You are currently viewing How to use -D parameter or environment variable to Spark job?

The -D parameter with spark-submit is used to set environment variables to a Spark job. Alternatively, you can also set these environment variables by using –config. These variables are commonly referred to as Spark configuration properties or Spark settings.

Advertisements

In this article, we shall discuss what is -D parameter or environment variable in a Spark job and different ways to pass them to Spark Job.

1. What is -D flag?

In Java, the -D flag is used to set system properties when running a Java application from the command line. System properties are key-value pairs that configure various aspects of the Java runtime environment. You can use the -D flag followed by the property name and value to set a system property.


# Usage -D with Java
java -Dpropertyname=propertyvalue YourJavaClass

2. How to use -D to set environment variables in Spark?

In Spark, you can’t use -D directly to set environment variables with the spark-submit command. However, Spark provides a way to use -D and set environment variables to both executors and drivers by using spark.executor.extraJavaOptions and spark.driver.extraJavaOptions.

By using these you can provide extra Java options like environment variables and Java memory settings to the Spark executor and Spark driver.

Note that using the --conf 'spark.executor.extraJavaOptions=-Dconfig.resource=app' option will not work when spark submits the driver in client mode. Use --driver-java-options "-Dproperty=value" instead.

The usage of these properties in spark-submit is as follows.


# Usage of -D with spark-submit
spark-submit -----
--conf 'spark.executor.extraJavaOptions=-Dproperty=value -Dproperty2=value'
--conf 'spark.driver.extraJavaOptions=-Dproperty=value -Dproperty2=value'
------
------
YourJavaClass

Here, “property” represents the name of the Spark configuration property, and “value” represents the desired value for that property. Multiple configuration properties can be specified by providing multiple “-D” parameters or environment variable assignments.

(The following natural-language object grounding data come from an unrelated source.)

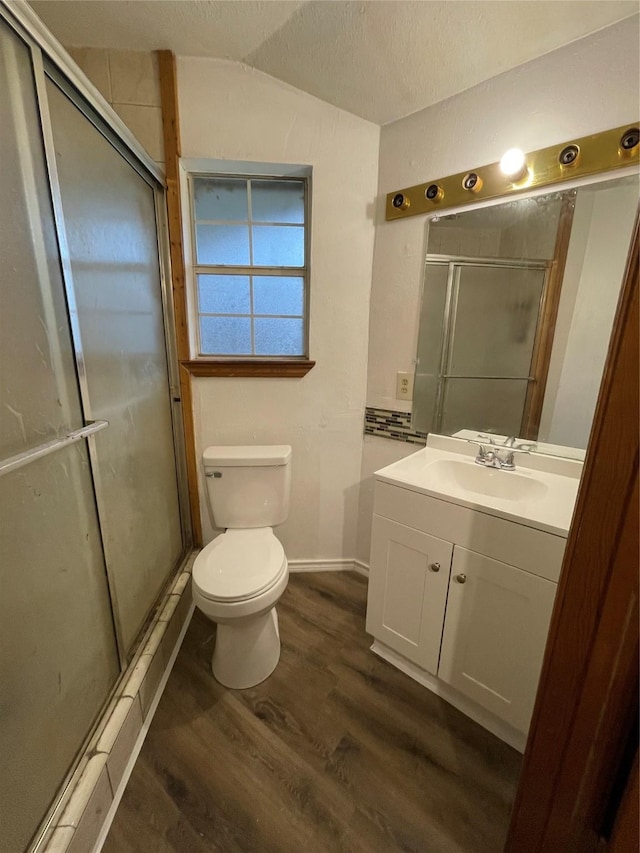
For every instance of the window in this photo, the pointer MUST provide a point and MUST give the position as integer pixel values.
(250, 250)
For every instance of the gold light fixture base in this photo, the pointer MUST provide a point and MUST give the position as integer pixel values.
(602, 152)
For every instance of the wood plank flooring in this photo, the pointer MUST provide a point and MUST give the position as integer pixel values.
(336, 751)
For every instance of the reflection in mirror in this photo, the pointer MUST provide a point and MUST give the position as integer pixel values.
(517, 310)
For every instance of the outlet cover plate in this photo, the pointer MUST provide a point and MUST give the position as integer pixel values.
(404, 386)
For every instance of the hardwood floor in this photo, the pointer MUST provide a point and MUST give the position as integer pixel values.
(336, 751)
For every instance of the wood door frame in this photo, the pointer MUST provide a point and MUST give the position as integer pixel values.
(588, 686)
(545, 332)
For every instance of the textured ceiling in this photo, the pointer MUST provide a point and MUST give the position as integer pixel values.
(379, 59)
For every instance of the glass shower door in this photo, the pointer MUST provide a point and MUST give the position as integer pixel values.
(493, 317)
(110, 224)
(58, 657)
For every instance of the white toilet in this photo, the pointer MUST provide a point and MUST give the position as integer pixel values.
(239, 576)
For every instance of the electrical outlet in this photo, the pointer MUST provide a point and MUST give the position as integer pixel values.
(404, 386)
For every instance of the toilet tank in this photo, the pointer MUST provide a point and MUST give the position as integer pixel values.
(248, 485)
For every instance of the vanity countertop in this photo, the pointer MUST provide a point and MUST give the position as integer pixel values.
(536, 498)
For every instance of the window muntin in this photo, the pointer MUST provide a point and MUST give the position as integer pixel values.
(250, 244)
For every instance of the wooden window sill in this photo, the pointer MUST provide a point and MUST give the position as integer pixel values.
(269, 368)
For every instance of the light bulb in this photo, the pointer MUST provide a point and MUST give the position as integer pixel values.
(513, 164)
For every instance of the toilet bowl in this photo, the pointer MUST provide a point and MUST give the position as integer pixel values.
(237, 580)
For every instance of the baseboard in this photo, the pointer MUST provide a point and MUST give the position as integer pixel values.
(486, 719)
(296, 566)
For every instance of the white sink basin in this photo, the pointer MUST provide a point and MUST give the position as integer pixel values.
(530, 496)
(490, 482)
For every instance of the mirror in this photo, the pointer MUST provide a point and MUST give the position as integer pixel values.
(517, 309)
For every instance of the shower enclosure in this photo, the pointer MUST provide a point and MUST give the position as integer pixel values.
(92, 498)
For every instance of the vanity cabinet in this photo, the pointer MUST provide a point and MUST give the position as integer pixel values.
(461, 600)
(497, 618)
(408, 591)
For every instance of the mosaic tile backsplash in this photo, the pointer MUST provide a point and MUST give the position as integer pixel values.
(395, 425)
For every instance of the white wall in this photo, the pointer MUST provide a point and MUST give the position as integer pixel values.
(595, 266)
(585, 87)
(229, 111)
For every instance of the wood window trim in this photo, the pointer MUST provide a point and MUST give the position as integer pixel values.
(254, 367)
(190, 367)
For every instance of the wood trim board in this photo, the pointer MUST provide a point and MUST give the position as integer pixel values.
(171, 136)
(587, 677)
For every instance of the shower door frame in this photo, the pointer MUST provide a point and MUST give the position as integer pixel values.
(455, 264)
(49, 60)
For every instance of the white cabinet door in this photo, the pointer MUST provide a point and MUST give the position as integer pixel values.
(408, 582)
(495, 634)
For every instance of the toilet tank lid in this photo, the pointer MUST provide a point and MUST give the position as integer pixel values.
(237, 456)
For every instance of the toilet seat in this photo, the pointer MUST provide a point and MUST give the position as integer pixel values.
(239, 565)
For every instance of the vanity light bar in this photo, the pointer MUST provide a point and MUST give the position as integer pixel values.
(602, 152)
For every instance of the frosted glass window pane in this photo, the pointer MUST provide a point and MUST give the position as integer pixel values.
(110, 220)
(220, 198)
(277, 201)
(224, 294)
(278, 295)
(222, 245)
(278, 337)
(275, 246)
(225, 335)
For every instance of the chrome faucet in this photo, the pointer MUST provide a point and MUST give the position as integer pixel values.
(498, 457)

These configurations help customize the behavior of the Spark application according to the specific requirements of your job. They can control various aspects such as memory allocation, parallelism, serialization, logging, and more. Some commonly used Spark configuration properties include:

  • spark.executor.memory: Sets the amount of memory per executor.
  • spark.executor.cores: Sets the number of cores per executor.
  • spark.driver.memory: Sets the amount of memory allocated to the driver.
  • spark.default.parallelism: Sets the default parallelism for RDD operations.
  • spark.serializer: Specifies the serializer used for data serialization.

By using the “-D” parameter or environment variables, you can easily modify these properties without modifying the source code of your Spark application. This flexibility allows you to experiment with different configurations and optimize the performance of your Spark jobs.

Note that using the --conf 'spark.executor.extraJavaOptions=-Dconfig.resource=app' option will not work when spark submits the driver in client mode. Use --driver-java-options "-Dproperty=value" instead.


# Usage in client mode
spark-submit -----
--driver-java-options "-Dproperty=value"
------
------
YourJavaClass

Usage of -D with Example

Following are a few examples of how to use the -D flag to set environment variables to the Spark job (executor and driver).


# spark-submit example
spark-submit -----
--conf 'spark.driver.extraJavaOptions –Dlog4j.configuration=/path/log4j.properties' 
--conf 'spark.executor.extraJavaOptions –Dlog4j.configuration=/path/log4j.properties'
-----
-----
YourJavaClass

Another example


# spark-submit example
spark-submit -----
--conf 'spark.driver.extraJavaOptions –Denv=dev -Dkey=value -Dkey2=value' 
--conf 'spark.executor.extraJavaOptions –Denv=dev -Dkey1=value -Dkey2=value'
-----
-----
YourJavaClass

3. Using Configuration File

To pass environment variables to a Spark job using a configuration file, you can follow these steps:

1. Create a configuration file, typically named spark-defaults.conf. You can place this file in the Spark configuration directory (e.g., conf/ within your Spark installation directory) or in a directory specified by the SPARK_CONF_DIR environment variable.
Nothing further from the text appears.